Au coeur de toutes les discussions ces dernières heures, le président du Real Madrid et désormais de la Super League est sorti du silence hier soir. L'Espagnol a dévoilé les raisons de la création de cette nouvelle compétition et a répondu aux menaces de l'UEFA.
Invité de l'émission El Chiringuito ce lundi soir, le président du Real Madrid et de la Super League Florentino Perez s'est livré sur les raisons qui l'ont poussé à créer cette nouvelle compétition. Ainsi des revenus beaucoup trop maigres et une perte d'intérêt du football sont selon lui les causes de ce nouveau projet. "Personne n'a rien mis en place alors les grands clubs anglais, italiens et espagnols doivent trouver une solution à la très mauvaise période que traverse le football. On a perdu 5000 millions d'euros, c'est très mauvais. Quand tu ne génères pas de revenus autre que ceux des droits TV, tu te dis que la solution est de proposer des matchs plus attractifs que les fans du monde entier peuvent suivre. Nous sommes arrivés à la conclusion que si on remplaçait la Champions par une Super League, nous pourrions récupérer ce qu'on a perdu", a-t-il confié, avant de poursuivre.
"Je suis arrivé dans le football en 2000 et il doit évoluer, comme dans la vie : les gens, les entreprises, les réseaux sociaux... Le football doit s'adapter a son temps. Le football était en train de perdre de l'intérêt. On voit que les audiences baissent et les droits TV diminuent. Et avec la pandémie... Nous sommes tous ruinés. Le football est un ensemble, nous avons des fans partout dans le monde.

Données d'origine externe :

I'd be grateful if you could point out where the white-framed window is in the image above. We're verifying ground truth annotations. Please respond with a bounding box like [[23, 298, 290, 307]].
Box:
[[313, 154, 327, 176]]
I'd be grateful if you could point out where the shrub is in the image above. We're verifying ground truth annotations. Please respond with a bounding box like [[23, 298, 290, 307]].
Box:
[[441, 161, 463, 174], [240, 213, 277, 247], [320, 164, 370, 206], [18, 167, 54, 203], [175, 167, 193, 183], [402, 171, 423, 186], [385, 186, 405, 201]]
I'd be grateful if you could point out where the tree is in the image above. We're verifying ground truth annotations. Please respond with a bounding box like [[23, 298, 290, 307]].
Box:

La télévision est le moyen de changer les choses pour s'adapter à notre temps. Il fallait faire une analyse pour comprendre pourquoi les 16-24 ans ne s'intéressent plus au football. Il y a beaucoup de matchs, peu d'intérêt... Ils ont d'autres plateformes et le football doit s'adapter. On comprend qu'on doit changer quelque chose pour rendre ce sport plus attractif au niveau mondial."
Perez répond aux menaces de L'UEFA
Suite aux récentes menaces de l'UEFA, l'Espagnol ne s'est pas montré inquiet au micro du média ibérique, et a rassuré les clubs et les joueurs membres de la structure. "Les joueurs peuvent être totalement tranquilles, il ne se passera rien. L'UEFA est un monopole et c'est ce qui crée cette confusion. Mais le monopole est terminé. L'UEFA n'a pas une bonne image à travers l'histoire, mais je ne veux pas parler d'autres choses. Ils n'ont à menacer personne, personne n'a rien fait de mal. Leur format, à notre avis, ne fonctionne pas. On dit que ça commence en 2024, mais en 2024 on sera mort. Certains clubs ont perdu des centaines de millions", a livré le président de la Casa Blanca, avant d'évoquer le nouveau modèle de la Ligue des Champions, et l'éventuelle exclusion de cette dernière du Real Madrid pour cette année. Pour rappel, les Merengue sont en demi-finale et affronteront Chelsea, autre club fondateur.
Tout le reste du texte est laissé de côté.